Олег Тистол: «Наши улицы — это постсовок, а не постмодерн»
Расскажите про созданные вами «украинские деньги». Вы хотели, чтобы ими можно было расплатиться?
Первыми иностранными купюрами, которые я увидел, были новые польские банкноты, потом итальянские лиры с Караваджо. А на дворе был 1984 год, у нас были только советские рубли, причем достаточно неумело и плохо сделанные.
Одновременно мне попались на глаза придуманные Георгием Нарбутом деньги УНР 1917 года. И вот я подумал: почему бы свою личную жизнь, портреты любимых девушек, не сделать проектом будущих денег?
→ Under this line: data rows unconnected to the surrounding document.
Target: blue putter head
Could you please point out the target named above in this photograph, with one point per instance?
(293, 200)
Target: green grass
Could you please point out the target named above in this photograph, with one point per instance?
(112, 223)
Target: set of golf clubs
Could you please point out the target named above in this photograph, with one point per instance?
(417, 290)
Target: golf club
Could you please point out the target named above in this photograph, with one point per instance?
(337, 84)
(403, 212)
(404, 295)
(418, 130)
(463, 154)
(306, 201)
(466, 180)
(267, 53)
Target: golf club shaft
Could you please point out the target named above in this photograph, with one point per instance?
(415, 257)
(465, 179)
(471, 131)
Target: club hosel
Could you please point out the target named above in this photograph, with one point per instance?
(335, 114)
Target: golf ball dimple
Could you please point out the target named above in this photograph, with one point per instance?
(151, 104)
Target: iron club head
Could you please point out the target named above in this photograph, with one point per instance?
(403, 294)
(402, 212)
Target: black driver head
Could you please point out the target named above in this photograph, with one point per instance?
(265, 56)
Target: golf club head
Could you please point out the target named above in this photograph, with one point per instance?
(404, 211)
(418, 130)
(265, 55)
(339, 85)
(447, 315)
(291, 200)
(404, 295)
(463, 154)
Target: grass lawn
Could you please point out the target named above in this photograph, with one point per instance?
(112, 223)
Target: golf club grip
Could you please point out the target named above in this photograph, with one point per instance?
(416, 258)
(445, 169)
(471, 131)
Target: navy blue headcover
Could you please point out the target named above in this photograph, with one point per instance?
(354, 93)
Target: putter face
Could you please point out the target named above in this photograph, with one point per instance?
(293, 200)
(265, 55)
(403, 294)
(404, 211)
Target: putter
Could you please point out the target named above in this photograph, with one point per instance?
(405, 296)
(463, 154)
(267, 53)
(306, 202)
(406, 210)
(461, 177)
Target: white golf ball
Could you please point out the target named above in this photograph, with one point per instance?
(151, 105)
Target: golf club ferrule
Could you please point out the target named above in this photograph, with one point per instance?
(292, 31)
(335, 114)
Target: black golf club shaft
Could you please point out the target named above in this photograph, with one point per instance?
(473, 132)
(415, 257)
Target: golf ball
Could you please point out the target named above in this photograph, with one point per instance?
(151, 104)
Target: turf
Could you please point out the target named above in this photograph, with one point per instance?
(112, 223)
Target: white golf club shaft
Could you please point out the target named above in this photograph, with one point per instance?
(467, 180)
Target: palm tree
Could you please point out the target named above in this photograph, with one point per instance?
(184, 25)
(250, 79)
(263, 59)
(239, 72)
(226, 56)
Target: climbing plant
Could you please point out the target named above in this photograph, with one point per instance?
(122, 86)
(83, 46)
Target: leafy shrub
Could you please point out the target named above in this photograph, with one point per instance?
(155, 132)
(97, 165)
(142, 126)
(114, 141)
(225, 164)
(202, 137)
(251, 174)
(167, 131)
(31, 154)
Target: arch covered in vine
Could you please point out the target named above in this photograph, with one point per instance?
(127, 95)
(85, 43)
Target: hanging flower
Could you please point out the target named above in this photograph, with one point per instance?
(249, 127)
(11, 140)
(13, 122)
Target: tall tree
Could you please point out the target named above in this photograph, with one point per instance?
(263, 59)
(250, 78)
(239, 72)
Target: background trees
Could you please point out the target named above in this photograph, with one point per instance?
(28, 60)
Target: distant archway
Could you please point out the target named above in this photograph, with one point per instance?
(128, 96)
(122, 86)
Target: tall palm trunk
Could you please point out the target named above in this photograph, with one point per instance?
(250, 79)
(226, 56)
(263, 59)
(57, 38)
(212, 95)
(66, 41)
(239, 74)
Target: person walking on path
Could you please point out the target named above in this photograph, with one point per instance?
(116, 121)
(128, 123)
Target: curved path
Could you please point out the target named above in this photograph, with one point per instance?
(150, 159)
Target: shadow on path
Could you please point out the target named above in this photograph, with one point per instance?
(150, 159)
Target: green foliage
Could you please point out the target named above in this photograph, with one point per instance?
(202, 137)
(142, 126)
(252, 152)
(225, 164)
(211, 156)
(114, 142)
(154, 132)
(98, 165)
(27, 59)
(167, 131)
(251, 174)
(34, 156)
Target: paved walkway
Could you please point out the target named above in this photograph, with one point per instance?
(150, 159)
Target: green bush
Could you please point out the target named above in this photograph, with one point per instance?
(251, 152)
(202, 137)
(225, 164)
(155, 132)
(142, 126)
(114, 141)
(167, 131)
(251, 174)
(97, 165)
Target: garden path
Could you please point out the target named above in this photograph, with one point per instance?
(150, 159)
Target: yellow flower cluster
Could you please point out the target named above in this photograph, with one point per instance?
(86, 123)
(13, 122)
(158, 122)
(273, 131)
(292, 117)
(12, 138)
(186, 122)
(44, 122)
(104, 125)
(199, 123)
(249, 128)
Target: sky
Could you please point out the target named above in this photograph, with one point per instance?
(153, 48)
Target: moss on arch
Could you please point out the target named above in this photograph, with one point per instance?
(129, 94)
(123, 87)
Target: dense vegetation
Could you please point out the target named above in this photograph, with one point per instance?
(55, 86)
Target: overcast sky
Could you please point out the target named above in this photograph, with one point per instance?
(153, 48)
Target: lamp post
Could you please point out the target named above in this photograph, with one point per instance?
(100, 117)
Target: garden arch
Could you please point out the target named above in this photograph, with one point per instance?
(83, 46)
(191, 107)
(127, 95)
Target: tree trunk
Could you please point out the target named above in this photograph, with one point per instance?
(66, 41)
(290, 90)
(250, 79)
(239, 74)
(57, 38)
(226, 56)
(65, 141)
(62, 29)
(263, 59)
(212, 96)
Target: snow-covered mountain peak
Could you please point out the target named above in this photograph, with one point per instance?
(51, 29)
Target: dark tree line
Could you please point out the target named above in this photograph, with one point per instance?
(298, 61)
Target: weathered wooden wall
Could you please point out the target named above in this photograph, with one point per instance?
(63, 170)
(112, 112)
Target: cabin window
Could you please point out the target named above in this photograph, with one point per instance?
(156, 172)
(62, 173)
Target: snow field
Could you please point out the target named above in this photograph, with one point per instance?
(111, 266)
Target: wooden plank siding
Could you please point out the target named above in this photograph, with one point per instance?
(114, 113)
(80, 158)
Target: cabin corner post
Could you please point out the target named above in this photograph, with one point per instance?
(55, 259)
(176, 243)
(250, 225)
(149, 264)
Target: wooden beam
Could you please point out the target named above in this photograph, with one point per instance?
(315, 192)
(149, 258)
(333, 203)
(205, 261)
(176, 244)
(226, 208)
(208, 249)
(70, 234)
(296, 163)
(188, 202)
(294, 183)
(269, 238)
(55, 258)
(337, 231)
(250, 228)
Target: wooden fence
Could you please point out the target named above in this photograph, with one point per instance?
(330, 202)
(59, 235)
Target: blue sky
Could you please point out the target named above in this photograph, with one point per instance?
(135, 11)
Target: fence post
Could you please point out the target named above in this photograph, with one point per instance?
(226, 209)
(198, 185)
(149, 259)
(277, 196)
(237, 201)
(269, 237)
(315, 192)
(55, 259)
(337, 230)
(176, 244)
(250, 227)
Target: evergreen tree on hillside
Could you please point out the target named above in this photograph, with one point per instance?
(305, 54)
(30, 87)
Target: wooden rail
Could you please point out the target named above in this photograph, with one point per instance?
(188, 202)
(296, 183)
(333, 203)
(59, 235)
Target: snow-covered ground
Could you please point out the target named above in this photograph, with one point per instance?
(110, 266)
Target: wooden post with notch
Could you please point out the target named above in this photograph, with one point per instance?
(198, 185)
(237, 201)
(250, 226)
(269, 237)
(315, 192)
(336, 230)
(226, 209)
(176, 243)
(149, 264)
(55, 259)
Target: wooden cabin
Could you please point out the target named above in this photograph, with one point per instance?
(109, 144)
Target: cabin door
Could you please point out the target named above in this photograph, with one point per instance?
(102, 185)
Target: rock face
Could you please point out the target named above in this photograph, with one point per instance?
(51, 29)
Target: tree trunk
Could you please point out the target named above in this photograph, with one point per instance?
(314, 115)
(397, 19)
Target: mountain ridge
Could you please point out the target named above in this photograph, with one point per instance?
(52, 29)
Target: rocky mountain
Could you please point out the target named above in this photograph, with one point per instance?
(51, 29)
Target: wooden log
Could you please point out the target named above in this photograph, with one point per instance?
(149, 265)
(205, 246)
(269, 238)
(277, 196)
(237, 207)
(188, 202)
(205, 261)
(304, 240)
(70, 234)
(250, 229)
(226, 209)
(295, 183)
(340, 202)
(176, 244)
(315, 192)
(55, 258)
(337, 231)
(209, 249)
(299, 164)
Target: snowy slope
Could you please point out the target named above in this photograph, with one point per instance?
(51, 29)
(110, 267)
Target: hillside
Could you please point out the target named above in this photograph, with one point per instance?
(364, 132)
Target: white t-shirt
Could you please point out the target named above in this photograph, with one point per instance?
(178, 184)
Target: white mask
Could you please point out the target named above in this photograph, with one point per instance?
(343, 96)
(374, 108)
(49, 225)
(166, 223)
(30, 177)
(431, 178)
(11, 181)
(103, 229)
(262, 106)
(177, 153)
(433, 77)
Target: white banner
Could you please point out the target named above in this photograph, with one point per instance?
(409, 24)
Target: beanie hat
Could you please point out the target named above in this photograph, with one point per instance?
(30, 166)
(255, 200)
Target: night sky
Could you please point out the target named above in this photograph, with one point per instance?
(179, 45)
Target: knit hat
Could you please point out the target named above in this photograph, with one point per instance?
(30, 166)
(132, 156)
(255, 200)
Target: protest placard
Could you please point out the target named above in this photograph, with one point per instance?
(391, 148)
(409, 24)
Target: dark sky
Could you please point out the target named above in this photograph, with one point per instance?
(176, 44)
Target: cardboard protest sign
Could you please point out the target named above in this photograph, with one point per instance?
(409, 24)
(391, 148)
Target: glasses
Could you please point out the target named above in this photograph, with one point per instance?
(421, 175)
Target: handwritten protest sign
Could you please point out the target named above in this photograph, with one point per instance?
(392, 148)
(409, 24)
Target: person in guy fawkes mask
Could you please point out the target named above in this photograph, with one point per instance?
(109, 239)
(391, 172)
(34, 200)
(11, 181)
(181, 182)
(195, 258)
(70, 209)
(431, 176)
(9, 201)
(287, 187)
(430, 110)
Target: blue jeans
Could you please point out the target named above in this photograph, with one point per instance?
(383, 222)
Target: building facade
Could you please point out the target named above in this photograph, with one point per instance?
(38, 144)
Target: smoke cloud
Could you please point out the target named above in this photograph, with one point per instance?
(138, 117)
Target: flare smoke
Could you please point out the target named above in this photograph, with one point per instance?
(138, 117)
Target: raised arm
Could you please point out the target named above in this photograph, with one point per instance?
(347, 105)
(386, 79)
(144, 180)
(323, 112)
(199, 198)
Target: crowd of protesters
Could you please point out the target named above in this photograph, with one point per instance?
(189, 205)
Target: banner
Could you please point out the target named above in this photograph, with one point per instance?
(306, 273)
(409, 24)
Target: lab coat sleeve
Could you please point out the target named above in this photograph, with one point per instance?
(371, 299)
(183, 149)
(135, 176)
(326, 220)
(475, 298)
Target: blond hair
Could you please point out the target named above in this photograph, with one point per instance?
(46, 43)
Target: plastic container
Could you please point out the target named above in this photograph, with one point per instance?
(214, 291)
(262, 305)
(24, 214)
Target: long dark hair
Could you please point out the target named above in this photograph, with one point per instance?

Это эстетика непрямого протеста. Таким же протестом было слушать в те времена Led Zeppelin или Genesis. Тут важно ощущение глубокого андеграунда, когда твой артефакт превращается в сидячий, лежачий или буйный протест.
В итоге «украинские деньги» выросли в изделия огромного формата. Тогда умирала эпоха, и был острый интерес к исторической тематике — такую возможность нельзя было упускать. Концепция для проекта была примитивной, сырой, но эффективной: «Деньги — это самая важная картина страны».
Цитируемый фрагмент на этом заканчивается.